Índios pataxós são retirados de uma área onde estavam há três anos no sul da Bahia - Cimi/Povo Pataxó/Aldeia Aratikum
Índios pataxós são retirados de uma área onde estavam há três anos no sul da Bahia Imagem: Cimi/Povo Pataxó/Aldeia Aratikum

Mário Bittencourt

Colaboração para o UOL, em Vitória da Conquista (BA)

14/10/2016 17h28

Índios da etnia Pataxó que ocupavam há três anos uma área de 200 hectares em Santo André, povoado de Santa Cruz Cabrália (extremo sul da Bahia) que serviu como Centro de Treinamento da Alemanha na Copa de 2014, foram alvo de uma ação de despejo do local.

De acordo com a Polícia Federal, na área havia 14 famílias; já o Cimi (Conselho Indigenista Missionário) afirmou em comunicado que 30 famílias indígenas participavam da ocupação.

A saída dos índios, que ocorreu nesta quinta-feira (13), foi pacífica. Cerca de 40 homens das polícias Federal e Militar cumpriram o mandado, expedido na terça pela Justiça Federal.

O delegado federal Pancho Rivas informou que a negociação para saída dos índios vinha sendo feita há um ano, desde que foi concedido pela Justiça decisão liminar (temporária) de reintegração de posse.

“Já fomos lá várias vezes e eles [os índios] já sabiam da decisão desta semana”, declarou o delegado. “Não foi nada de surpresa”.

Procurada, a Funai (Fundação Nacional do Índio) em Eunápolis não atendeu às ligações. O órgão federal ainda pode recorrer da decisão judicial, o que ainda não ocorreu, de acordo com comunicado do Cimi.

Após a saída, algumas famílias indígenas foram para casa de parentes e outras ficaram às margens da BR-367. Os pertences dos indígenas foram retirados da área numa caçamba e depois toda a estrutura que possuíam, como casas, escolas e plantações, foram destruídas por um trator.

O Cimi informou que a área está “em processo de aquisição pela Funai” e que “a ação da polícia foi truculenta e arbitrária, sem oferecer tempo para a retirada de pertences”.

“Não resistimos, mas a polícia parecia que ia entrar numa guerra. Estamos aqui na beira da estrada, mulheres, crianças e idosos”, disse o cacique José Ailton Pataxó.

Com argumentos semelhantes aos dos sem terra, o cacique disse que a área “era improdutiva quando retomamos, em 2013. Fizemos uma escola, casas e nossas roças. O artesanato complementa a renda das famílias.

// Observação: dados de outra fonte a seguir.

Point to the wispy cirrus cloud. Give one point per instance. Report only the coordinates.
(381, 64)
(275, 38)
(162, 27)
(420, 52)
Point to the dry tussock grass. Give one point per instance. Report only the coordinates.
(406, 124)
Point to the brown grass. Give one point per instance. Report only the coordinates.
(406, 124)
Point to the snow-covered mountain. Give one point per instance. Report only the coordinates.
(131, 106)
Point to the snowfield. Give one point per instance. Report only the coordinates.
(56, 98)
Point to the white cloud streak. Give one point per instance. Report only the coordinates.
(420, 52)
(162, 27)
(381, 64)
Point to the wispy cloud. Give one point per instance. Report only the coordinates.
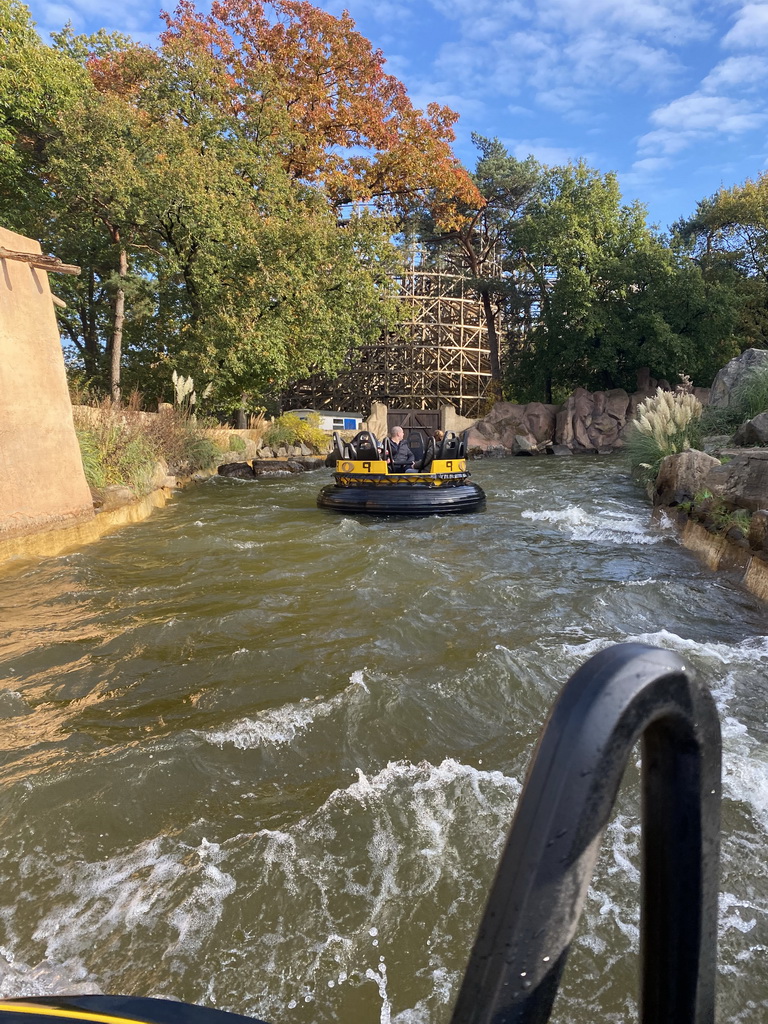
(545, 151)
(697, 117)
(751, 28)
(748, 74)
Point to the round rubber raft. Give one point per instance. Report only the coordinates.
(439, 493)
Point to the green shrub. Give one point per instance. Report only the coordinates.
(121, 445)
(200, 453)
(665, 424)
(289, 429)
(90, 453)
(749, 398)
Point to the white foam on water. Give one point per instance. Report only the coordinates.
(754, 649)
(734, 913)
(605, 526)
(379, 977)
(278, 726)
(744, 758)
(18, 979)
(162, 882)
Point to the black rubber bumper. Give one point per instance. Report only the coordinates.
(406, 501)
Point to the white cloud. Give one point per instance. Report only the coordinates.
(748, 74)
(543, 150)
(681, 18)
(751, 30)
(666, 141)
(699, 113)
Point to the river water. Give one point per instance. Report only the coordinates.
(263, 757)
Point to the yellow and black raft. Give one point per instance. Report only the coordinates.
(111, 1010)
(365, 482)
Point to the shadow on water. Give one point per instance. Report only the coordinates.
(262, 757)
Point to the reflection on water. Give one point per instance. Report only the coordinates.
(263, 757)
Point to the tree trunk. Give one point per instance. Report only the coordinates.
(496, 366)
(117, 334)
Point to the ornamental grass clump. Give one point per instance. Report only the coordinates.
(665, 424)
(289, 429)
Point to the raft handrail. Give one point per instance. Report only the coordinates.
(624, 693)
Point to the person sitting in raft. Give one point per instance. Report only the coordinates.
(400, 459)
(433, 446)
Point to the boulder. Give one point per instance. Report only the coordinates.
(239, 470)
(682, 476)
(572, 420)
(732, 374)
(524, 445)
(114, 497)
(742, 481)
(753, 432)
(758, 537)
(539, 421)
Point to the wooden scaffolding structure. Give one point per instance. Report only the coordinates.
(437, 353)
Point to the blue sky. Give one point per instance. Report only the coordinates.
(672, 94)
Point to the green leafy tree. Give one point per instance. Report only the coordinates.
(482, 229)
(728, 239)
(611, 296)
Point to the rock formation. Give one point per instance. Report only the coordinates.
(730, 378)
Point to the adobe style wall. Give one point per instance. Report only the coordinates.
(42, 484)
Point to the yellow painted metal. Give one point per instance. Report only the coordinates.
(68, 1015)
(449, 466)
(369, 466)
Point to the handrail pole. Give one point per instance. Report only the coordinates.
(541, 885)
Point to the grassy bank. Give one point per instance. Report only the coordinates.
(123, 445)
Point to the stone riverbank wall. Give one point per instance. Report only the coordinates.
(36, 426)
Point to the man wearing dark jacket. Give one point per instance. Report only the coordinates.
(402, 457)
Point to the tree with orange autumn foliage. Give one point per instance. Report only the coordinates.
(350, 126)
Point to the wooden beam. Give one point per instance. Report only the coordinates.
(49, 263)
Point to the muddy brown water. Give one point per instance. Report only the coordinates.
(263, 757)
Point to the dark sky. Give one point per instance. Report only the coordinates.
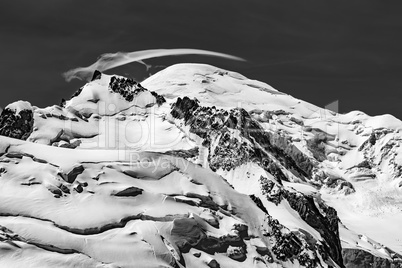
(320, 51)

Agora estamos na beira da estrada sem teto, sem terra, sem saber o que vamos dar de comer para as crianças”, lamenta o cacique José Ailton.

Para o presidente da Federação Indígena das Nações Pataxó e Tupinambá do Extremo Sul da Bahia, cacique Aruã Pataxó, “a reintegração e as demais que afetam as terras indígenas é fruto da fragilidade política que as demarcações têm no país hoje”.

“Seja no Executivo, Legislativo e Judiciário. A Justiça, por sua vez, não faz nada para evitar isso. A Funai está sem cumprir com a sua função, totalmente sucateada”, afirmou.

A região de Santo André é cobiçada por empreendimentos imobiliários voltados ao turismo. Um projeto prevê a construção de um resort na área, que ainda abarca, de acordo com o Cimi, terras supostamente indígenas das comunidades indígenas de Coroa Vermelha e Mata Medonha.

“O despejo pode ser considerado o legado da Copa do Mundo de 2014. Depois da seleção da Alemanha ter se hospedado na região, acompanhada por um batalhão de repórteres e turistas estrangeiros, o mercado imobiliário valorizou ainda mais as terras”, declarou o Cimi.